Yeşilgöz gebruikt het woord gotspe vaker. Nadat de opening van het Nationaal Holocaustmuseum was verstoord, in maart van dit jaar, schreef zij op X: ‘Ik hoop dat zoveel mogelijk mensen het museum gaan bezoeken. Inclusief degenen die het nodig vonden om Holocaust-overlevenden uit te jouwen terwijl ze de Portugese synagoge uitkwamen of het museum in gingen. Een ware gotspe, extreem pijnlijk en onnodig.’
Gotspe betekent ‘brutaliteit, vrijpostigheid’. Via het Jiddisch is het afgeleid van het Hebreeuwse woord choetspo, dat ‘aanmatiging’ betekent.
Centraal blad voor Israëlieten
Gotspe is in 1896 voor het eerst opgetekend, in de Woordenschat van Taco de Beer en Eliza Laurillard. Dit naslagwerk besteedt relatief veel aandacht aan platte en Bargoense woorden. Het komt hierin voor in de vormen goetspo en gotspe, met als betekenissen ‘onbeschaamdheid, brutaliteit’. Als samenstelling noemt dit boek gotspe-ponem (ook gespeld als goetspo-ponim) voor ‘onbeschaamd gelaat, brutaal mensch’. Een paar jaar later, in 1899, duikt deze samenstelling op in het Centraal blad voor Israëlieten in Nederland, in een feuilleton getiteld ‘Verzoening’. Daarin staat de zin:
‘Gotspe ponim (brutale)!’ roept ze hem toe, terwijl ze hem tegelijkertijd een klinkende vermaning toedient, ‘waar bemoei jij je mee?’
Interessant aan dit citaat is dat achter gotspe ponim de betekenis ‘brutale’ is toegevoegd – kennelijk was die niet algemeen bekend. Zeker is dat de auteur van dit feuilleton, een zekere Ben Jussef, een zwak had voor het woord gotspe, want in de vervolgafleveringen gebruikt hij het nog een paar keer – andermaal met uitleg. Zo schrijft hij ergens: ‘Breintje is van gevoelen, dat het een “gotspe” (brutaliteit) is’.
Ghetto-schetsen
Dat gotspe en gotspe ponim indertijd werden afgedrukt in het Centraal blad voor Israëlieten in Nederland is niet zo verwonderlijk. Dit was immers een joods weekblad en van oorsprong spraken de meeste joden Jiddisch, hoewel Nederlands tegen die tijd duidelijk de voorkeur had.

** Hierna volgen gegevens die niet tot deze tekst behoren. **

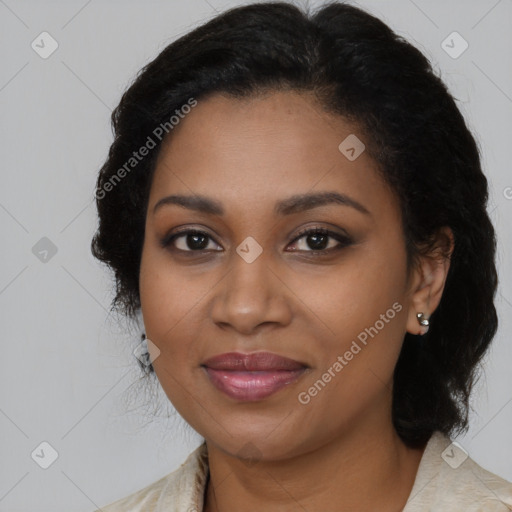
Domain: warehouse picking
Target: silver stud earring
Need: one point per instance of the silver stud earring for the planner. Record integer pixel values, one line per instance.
(423, 321)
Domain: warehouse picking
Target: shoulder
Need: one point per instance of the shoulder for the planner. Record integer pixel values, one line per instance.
(180, 490)
(449, 480)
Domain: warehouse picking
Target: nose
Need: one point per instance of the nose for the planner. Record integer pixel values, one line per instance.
(250, 296)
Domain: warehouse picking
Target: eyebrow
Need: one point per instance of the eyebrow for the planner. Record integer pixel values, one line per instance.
(291, 205)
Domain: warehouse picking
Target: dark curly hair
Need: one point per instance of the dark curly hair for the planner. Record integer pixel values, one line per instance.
(359, 68)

In 1900 vinden we het woord gotspe in het Rotterdamsch Nieuwsblad. Zonder uitleg ditmaal, maar wel in een literaire schets over joden, namelijk in ‘Ghetto-Schetsen’ door Philip van der Woude.

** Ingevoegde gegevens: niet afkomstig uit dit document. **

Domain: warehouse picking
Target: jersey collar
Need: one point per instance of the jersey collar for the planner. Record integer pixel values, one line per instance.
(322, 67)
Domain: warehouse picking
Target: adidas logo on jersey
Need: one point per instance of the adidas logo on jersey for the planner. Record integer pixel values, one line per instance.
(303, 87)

Zo blijft dat lange tijd. In niet-joodse kranten en tijdschriften is gotspe een woord dat alleen joden in de mond krijgen gelegd, in reportages, columns en in literaire bijdragen. In joodse kranten en tijdschriften wordt het veel breder gebruikt, dus ook voor brutaliteit onder niet-joden. Zo schreef het Nieuw Israelietisch weekblad in 1919 over de gereformeerde dominee Jac. van Nes (1886-1949), een man die er z’n levenswerk van maakte om joden te bekeren: ‘De fanatieke heer Van Nes wordt brutaal, een gotspe, die de spuigaten uitloopt.’
In de Tweede Kamer
In 1969 deed het woord gotspe z’n intrede in de Tweede Kamer. ‘Ik vind het haast een gotspe’, zei een Kamerlid van D66 toen over een voorstel van de Anti-Revolutionaire Partij. In de jaren daarna maakte het langzaam opgang in het Parlement. Pas vanaf het begin van de jaren tachtig wordt het daar vaker gebruikt.

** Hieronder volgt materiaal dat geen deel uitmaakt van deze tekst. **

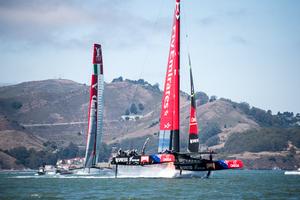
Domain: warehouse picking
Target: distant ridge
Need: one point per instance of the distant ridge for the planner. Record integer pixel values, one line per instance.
(61, 101)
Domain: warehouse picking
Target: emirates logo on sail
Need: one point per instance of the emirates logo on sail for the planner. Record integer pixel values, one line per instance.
(170, 73)
(97, 54)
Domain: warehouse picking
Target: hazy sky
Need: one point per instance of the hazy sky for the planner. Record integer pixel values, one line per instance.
(242, 50)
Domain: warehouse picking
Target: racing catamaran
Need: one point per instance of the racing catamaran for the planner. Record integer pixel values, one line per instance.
(169, 162)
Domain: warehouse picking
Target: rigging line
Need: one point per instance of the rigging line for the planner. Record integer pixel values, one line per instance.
(185, 29)
(146, 58)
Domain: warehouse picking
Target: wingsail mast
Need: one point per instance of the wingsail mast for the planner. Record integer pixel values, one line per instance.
(193, 145)
(95, 116)
(169, 118)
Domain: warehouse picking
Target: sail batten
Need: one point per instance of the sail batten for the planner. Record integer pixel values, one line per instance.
(169, 118)
(193, 144)
(95, 116)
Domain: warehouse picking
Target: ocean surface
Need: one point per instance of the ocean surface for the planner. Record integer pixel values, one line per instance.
(240, 184)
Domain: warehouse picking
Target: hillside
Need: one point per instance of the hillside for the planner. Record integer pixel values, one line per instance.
(33, 113)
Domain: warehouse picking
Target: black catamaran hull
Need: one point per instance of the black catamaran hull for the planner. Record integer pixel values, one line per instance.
(169, 165)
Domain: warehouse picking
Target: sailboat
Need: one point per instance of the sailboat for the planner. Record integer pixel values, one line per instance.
(169, 162)
(95, 120)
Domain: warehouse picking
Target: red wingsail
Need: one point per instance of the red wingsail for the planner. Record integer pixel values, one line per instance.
(169, 118)
(193, 145)
(95, 115)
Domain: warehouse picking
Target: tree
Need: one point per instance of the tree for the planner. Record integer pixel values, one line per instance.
(141, 106)
(133, 108)
(213, 98)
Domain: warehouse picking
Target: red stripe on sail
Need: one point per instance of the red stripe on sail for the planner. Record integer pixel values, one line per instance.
(169, 118)
(93, 93)
(97, 57)
(193, 121)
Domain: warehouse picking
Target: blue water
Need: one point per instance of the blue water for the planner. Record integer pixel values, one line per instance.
(241, 184)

Dit komt overeen met m’n eigen ervaring. Ik ken dit woord van jongs af aan – mijn (joodse) vader gebruikte het. Maar aanvankelijk – zeker tot in de jaren tachtig – moest ik uitleggen wat het beduidde. Inmiddels is het veel bekender. Of dit te maken heeft met de toename van brutaliteit in onze samenleving durf ik niet te zeggen. Wel dat die toename onmiskenbaar is.